Python Block Formatting

How do I indent a multiline string in the context of string formatting? e.g.

'''
<
     %s
>
''' % (paragraph)

where paragraph contains newlines. ('foo\nbar')

If I use the above code, I get output like this:

'''
<
    foo
bar
>
'''

when I really want this:

'''
<
    foo
    bar
>
'''

I know I could do something like:

'''
<
%s
>
''' % (paragraph)

but this breaks readability for my purposes.

I also realize I could just write some code to indent all but the first line by 1 indent, but this isn't really an extensible solution (what if I have 2 indents? or 3? etc.)

EDIT: Before you post an answer, consider how your solution works with something like this:

'''
<
    %s
    <
        %s
        %s
        <
            %s
        >
    >
>
''' % (p1, p2, p3, p4)

Upvotes: 3

Views: 4476

Answers (4)

MattH
MattH

Reputation: 38245

Okay, the simple doesn't suit your purposes.

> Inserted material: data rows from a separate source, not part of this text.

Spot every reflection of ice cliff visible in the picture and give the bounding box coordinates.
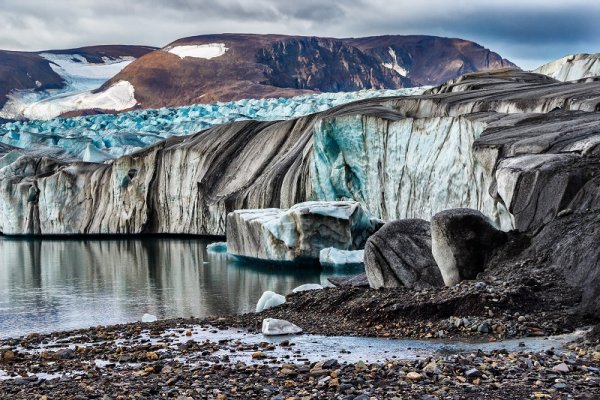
[0,88,424,162]
[0,239,320,336]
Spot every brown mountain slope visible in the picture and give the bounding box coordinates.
[100,34,516,108]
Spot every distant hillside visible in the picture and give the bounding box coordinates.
[0,45,155,118]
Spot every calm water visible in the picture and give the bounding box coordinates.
[0,237,352,338]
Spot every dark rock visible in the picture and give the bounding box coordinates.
[523,210,600,317]
[431,208,507,286]
[56,349,75,360]
[365,219,444,289]
[327,274,369,287]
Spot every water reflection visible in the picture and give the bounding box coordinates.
[0,237,356,337]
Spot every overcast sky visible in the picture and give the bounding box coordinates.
[0,0,600,68]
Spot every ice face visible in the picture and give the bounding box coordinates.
[0,88,425,162]
[256,290,285,312]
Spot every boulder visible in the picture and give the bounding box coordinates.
[226,201,382,263]
[522,210,600,318]
[256,290,285,312]
[319,247,365,268]
[327,273,369,287]
[431,208,507,286]
[365,219,444,289]
[262,318,302,336]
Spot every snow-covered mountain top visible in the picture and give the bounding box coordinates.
[167,43,229,60]
[533,53,600,82]
[0,87,426,162]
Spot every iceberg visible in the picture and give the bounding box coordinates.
[256,290,285,312]
[0,88,426,162]
[206,242,227,253]
[319,247,365,268]
[225,201,381,262]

Either you need to use a document object model and a flattening system with appropriate indentation.

Or, you could do something fairly hacky to detect the amount of whitespace before each substitution. This is pretty fragile:

import re

def ind_sbt(text,indent='\t'):
    return text.replace('\n','\n%s' % (indent,))

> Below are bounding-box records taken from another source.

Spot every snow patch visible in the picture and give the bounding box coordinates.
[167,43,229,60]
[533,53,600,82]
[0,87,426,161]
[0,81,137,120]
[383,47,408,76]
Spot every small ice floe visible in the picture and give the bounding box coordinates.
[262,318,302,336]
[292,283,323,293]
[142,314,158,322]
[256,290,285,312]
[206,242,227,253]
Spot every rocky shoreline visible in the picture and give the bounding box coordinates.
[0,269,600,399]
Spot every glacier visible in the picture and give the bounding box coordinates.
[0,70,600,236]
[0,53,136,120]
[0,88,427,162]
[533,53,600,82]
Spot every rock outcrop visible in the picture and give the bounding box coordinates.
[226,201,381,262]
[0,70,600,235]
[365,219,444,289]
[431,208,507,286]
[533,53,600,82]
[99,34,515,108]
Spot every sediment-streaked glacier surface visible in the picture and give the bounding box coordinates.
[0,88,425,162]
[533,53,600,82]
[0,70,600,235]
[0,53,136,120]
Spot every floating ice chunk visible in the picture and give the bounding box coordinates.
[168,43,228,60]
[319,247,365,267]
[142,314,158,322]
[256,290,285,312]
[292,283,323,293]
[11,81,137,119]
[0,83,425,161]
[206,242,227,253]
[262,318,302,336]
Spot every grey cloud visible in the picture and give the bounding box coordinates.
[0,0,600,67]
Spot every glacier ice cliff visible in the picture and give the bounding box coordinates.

def adjust_indents(fmtstr,*args):
    """Hacky, crude detection of identation level"""
    indented_substitutions = re.compile(r'\n(\s+)%s')
    return fmtstr % tuple([ ind_sbt(arg,indent=i) for (arg,i) in zip(args,indented_substitutions.findall(fmtstr))])

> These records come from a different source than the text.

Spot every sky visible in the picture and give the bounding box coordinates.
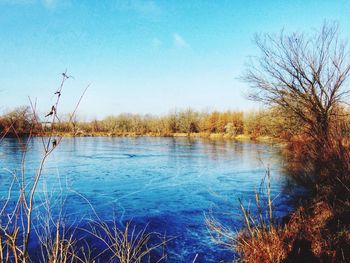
[0,0,350,119]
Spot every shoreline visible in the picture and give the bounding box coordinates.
[37,132,283,142]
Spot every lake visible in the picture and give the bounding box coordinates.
[0,137,300,262]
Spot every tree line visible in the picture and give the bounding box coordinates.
[0,107,320,139]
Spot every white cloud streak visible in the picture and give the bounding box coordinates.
[173,33,190,48]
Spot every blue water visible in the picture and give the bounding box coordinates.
[0,137,293,262]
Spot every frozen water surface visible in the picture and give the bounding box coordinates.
[0,137,300,262]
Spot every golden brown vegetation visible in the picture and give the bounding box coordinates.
[0,73,166,263]
[207,24,350,262]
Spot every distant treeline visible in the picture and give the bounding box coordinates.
[0,107,312,139]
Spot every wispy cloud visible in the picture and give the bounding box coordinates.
[42,0,58,9]
[116,0,161,14]
[0,0,60,9]
[173,33,190,48]
[152,37,163,49]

p1 = p2 = p3 = p4 = "foo\nbar"

print adjust_indents('''
<
    %s
    <
        %s
        %s
        <
            %s
        >
    >
>
''',p1,p2,p3,p4)

Yielding:

<
        foo
        bar
        <
                foo
                bar
                foo
                bar
                <
                        foo
                        bar
                >
        >
>

Upvotes: 1

Michael
Michael

Reputation: 9068

Python's textwrap module is your friend, especially its initial_indent and subsequent_indent parameters.

Upvotes: 1

Tim Pietzcker
Tim Pietzcker

Reputation: 336418

How about this:

'''
<
   %s
>
''' % ("\n   ".join(paragraph.split("\n")))

Result:

<
   foo
   bar
>

The string used in the .join() method must contain the same whitespace (plus a \n at the start) as whatever comes before %s in your string.

Upvotes: 2

Yuval Adam
Yuval Adam

Reputation: 165292

You can't expect the Python interpreter to automagically indent your paragraph. Would you want the interpreter messing around with your data? (Hint: NO.)

What you can do is inject whitespace:

'''
<
    %s
>
''' % (paragraph.replace('\n','\n    ')) # assuming 4 space soft tabs

But I would very much refrain from that unless you absolutely have to, since you have no idea which line endings you might be dealing with, and generally feels kind of awkward.